Here's the full source of the program that demonstrates my problem (OS is Ubuntu 14.04 32-bit, if that matters):
#include <stdio.h> #include <string.h> #include <errno.h> #include <fcntl.h> #include <unistd.h> int main(int argc, const char *argv[]) { int status, fd; printf("CURRENT UID: %d, CURRENT GID: %d\n", getuid(), getgid()); fd = open("/dev/ttyS0", O_WRONLY); if(fd < 0) { printf("Error opening /dev/ttyS0: %s\n", strerror(errno)); return 1; } printf("Successfully opened /dev/ttyS0\n"); close(fd); /* DROP PRIVILEGES */ setgid(1000); setuid(1000); printf("CURRENT UID: %d, CURRENT GID: %d\n", getuid(), getgid()); fd = open("/dev/ttyS0", O_WRONLY); if(fd < 0) { printf("Error opening /dev/ttyS0: %s\n", strerror(errno)); return 1; } printf("Successfully opened /dev/ttyS0\n"); return 0; }
There are two users in the system: root and a regular non-root user (call him "ubuntu") with id = 1000. The above program tries to open the serial port (/ dev / ttyS0) twice: the first time with root or ubuntu privileges (depending on of how it is called), and the second time is always ubuntu. The first unsuccessful attempt causes the program to abort. The user ubuntu is a member of the dialout group, so theoretically he has the necessary permissions to open / dev / ttyS 0. I invoke the program in four different ways:
1) it starts directly as ubuntu
plea:
<path to my program>
2) it starts as ubuntu, but using sudo
plea:
sudo -u ubuntu <path to my program>
3) it starts with root privileges, but with privileges omitted for ubuntu privileges (so, efficiently, run as ubuntu):
plea:
sudo su
sudo -u ubuntu <path to my program>
In all three cases, I get the following expected result:
CURRENT UID: 1000, CURRENT GID: 1000 Successfully opened /dev/ttyS0 CURRENT UID: 1000, CURRENT GID: 1000 Successfully opened /dev/ttyS0
In the latter case, however, something strange happens:
4) runs directly as root
plea:
sudo su
<path to my program>
result:
CURRENT UID: 0, CURRENT GID: 0 Successfully opened /dev/ttyS0 CURRENT UID: 1000, CURRENT GID: 1000 Error opening /dev/ttyS0: Permission denied
Of course, these are the last two lines that I donβt understand: this time, when root reset his privileges, it turns out that ubuntu does not have enough privileges to open / dev / ttyS 0, but why? How is this case different from cases 1-3?
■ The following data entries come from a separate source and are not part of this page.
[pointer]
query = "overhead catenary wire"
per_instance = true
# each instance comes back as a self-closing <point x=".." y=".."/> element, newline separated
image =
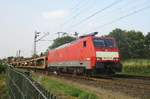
<point x="97" y="12"/>
<point x="124" y="16"/>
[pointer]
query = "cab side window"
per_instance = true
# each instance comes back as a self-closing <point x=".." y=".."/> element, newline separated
<point x="84" y="44"/>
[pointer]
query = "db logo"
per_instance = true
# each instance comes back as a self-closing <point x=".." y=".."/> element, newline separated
<point x="106" y="50"/>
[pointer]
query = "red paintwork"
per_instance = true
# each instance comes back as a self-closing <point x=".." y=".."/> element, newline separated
<point x="76" y="52"/>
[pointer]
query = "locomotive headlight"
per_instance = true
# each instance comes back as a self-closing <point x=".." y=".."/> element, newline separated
<point x="99" y="58"/>
<point x="116" y="58"/>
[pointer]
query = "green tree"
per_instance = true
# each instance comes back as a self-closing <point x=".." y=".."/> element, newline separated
<point x="122" y="42"/>
<point x="130" y="43"/>
<point x="60" y="41"/>
<point x="147" y="45"/>
<point x="136" y="44"/>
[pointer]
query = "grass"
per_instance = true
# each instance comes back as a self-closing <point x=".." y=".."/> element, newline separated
<point x="3" y="88"/>
<point x="62" y="89"/>
<point x="137" y="67"/>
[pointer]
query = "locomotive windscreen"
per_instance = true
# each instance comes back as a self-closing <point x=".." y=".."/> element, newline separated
<point x="103" y="42"/>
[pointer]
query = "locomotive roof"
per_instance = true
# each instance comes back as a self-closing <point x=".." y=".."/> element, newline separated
<point x="82" y="38"/>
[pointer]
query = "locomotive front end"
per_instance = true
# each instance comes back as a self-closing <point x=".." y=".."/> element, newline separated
<point x="107" y="55"/>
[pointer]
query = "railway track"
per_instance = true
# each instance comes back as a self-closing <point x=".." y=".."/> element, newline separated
<point x="135" y="86"/>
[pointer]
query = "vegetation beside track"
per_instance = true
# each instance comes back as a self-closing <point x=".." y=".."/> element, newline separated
<point x="3" y="88"/>
<point x="137" y="67"/>
<point x="60" y="88"/>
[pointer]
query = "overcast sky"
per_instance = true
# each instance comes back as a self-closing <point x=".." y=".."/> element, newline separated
<point x="20" y="18"/>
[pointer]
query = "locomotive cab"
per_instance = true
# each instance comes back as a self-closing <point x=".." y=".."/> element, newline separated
<point x="107" y="54"/>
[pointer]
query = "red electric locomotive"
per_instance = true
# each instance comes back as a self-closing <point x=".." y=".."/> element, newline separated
<point x="88" y="53"/>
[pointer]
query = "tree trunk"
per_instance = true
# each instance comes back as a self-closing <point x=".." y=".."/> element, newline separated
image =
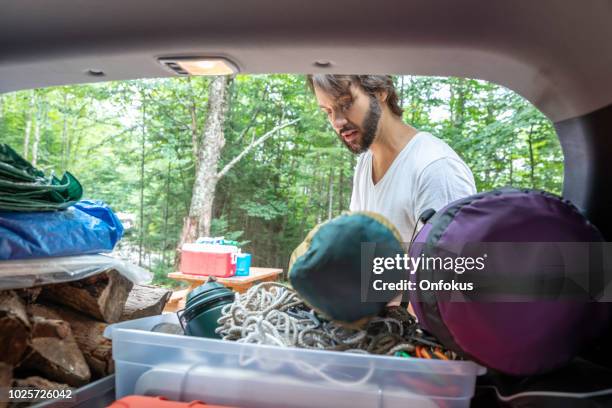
<point x="65" y="130"/>
<point x="197" y="223"/>
<point x="41" y="120"/>
<point x="330" y="195"/>
<point x="142" y="168"/>
<point x="531" y="158"/>
<point x="28" y="125"/>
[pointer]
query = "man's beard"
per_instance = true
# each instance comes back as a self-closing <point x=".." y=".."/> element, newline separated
<point x="368" y="129"/>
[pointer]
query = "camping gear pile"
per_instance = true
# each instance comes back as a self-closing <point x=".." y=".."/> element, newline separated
<point x="527" y="313"/>
<point x="57" y="293"/>
<point x="274" y="314"/>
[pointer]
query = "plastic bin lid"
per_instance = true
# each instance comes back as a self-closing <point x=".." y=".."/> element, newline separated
<point x="138" y="401"/>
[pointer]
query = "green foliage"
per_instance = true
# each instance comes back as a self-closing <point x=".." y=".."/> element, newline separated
<point x="131" y="144"/>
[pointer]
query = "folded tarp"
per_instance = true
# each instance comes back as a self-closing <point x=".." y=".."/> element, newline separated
<point x="88" y="227"/>
<point x="25" y="188"/>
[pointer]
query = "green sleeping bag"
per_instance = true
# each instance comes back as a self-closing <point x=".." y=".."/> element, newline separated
<point x="326" y="269"/>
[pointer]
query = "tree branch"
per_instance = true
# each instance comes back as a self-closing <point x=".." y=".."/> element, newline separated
<point x="251" y="146"/>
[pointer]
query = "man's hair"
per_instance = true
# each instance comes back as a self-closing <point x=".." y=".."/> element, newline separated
<point x="339" y="85"/>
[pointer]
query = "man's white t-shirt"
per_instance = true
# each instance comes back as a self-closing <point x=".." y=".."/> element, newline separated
<point x="427" y="173"/>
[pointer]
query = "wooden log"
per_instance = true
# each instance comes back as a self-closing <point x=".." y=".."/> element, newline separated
<point x="14" y="328"/>
<point x="54" y="353"/>
<point x="101" y="296"/>
<point x="6" y="380"/>
<point x="145" y="301"/>
<point x="39" y="383"/>
<point x="88" y="333"/>
<point x="29" y="295"/>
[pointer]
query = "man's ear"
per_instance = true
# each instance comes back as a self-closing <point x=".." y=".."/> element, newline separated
<point x="382" y="96"/>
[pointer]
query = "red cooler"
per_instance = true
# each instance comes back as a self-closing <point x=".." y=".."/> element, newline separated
<point x="208" y="259"/>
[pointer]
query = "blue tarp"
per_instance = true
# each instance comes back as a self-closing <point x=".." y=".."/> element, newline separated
<point x="88" y="227"/>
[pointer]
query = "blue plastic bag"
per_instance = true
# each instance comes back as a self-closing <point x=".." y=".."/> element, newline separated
<point x="88" y="227"/>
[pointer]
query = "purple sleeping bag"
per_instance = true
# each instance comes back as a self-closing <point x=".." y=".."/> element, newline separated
<point x="513" y="337"/>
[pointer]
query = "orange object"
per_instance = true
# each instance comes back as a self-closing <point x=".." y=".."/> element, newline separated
<point x="138" y="401"/>
<point x="425" y="353"/>
<point x="440" y="355"/>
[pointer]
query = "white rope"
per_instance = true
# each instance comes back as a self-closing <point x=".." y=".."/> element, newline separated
<point x="272" y="313"/>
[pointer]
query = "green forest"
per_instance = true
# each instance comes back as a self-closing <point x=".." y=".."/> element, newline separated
<point x="252" y="151"/>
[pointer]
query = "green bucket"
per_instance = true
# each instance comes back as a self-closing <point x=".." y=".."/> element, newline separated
<point x="203" y="309"/>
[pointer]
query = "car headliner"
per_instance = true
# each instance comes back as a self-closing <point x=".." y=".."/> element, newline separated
<point x="555" y="53"/>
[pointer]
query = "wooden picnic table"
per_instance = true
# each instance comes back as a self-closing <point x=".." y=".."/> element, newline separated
<point x="237" y="283"/>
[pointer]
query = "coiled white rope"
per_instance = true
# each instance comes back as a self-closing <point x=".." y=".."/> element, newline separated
<point x="273" y="313"/>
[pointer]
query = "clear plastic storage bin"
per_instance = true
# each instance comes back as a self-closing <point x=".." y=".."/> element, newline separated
<point x="220" y="372"/>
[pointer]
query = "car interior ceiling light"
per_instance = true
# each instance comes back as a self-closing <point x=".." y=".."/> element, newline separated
<point x="200" y="65"/>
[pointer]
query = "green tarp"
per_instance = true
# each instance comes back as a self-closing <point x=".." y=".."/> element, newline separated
<point x="25" y="188"/>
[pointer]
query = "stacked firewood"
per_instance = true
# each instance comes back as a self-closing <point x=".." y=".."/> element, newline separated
<point x="51" y="336"/>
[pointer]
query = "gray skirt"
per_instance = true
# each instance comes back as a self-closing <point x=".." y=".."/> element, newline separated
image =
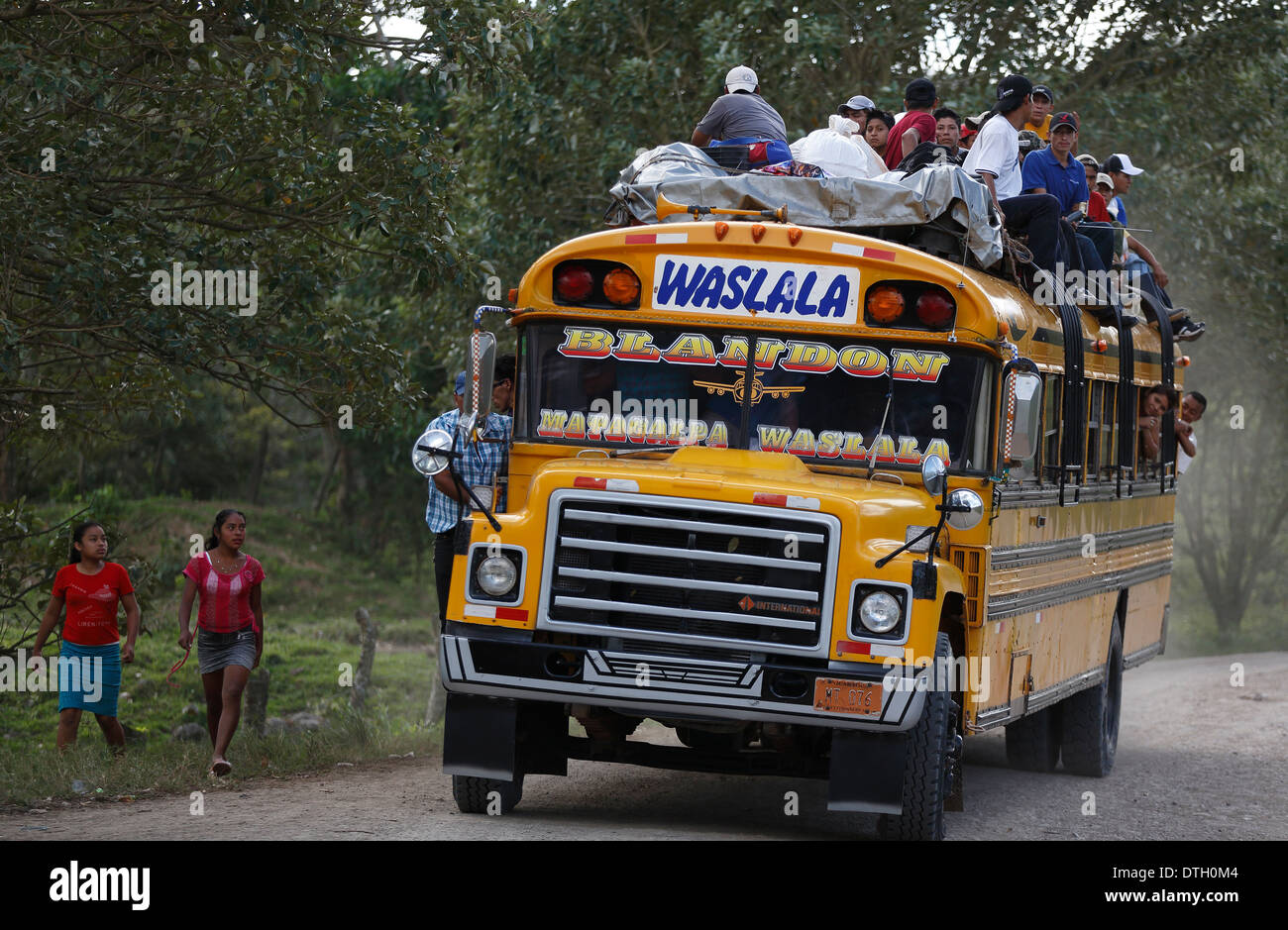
<point x="218" y="651"/>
One last thing worth mentioning: if I change this line of my code:
setgid(1000);
:
setgid(20);
then the last attempt to open / dev / ttyS 0 is also successful.
Does this mean that the information that ubuntu is a member of the dialout group is lost for some reason when I run the program with root privileges and then refuse the privileges for ubuntu by changing uid and gid to 1000? Could you give me a detailed explanation of what will happen in case 4 of my example and why the result is different from what was expected?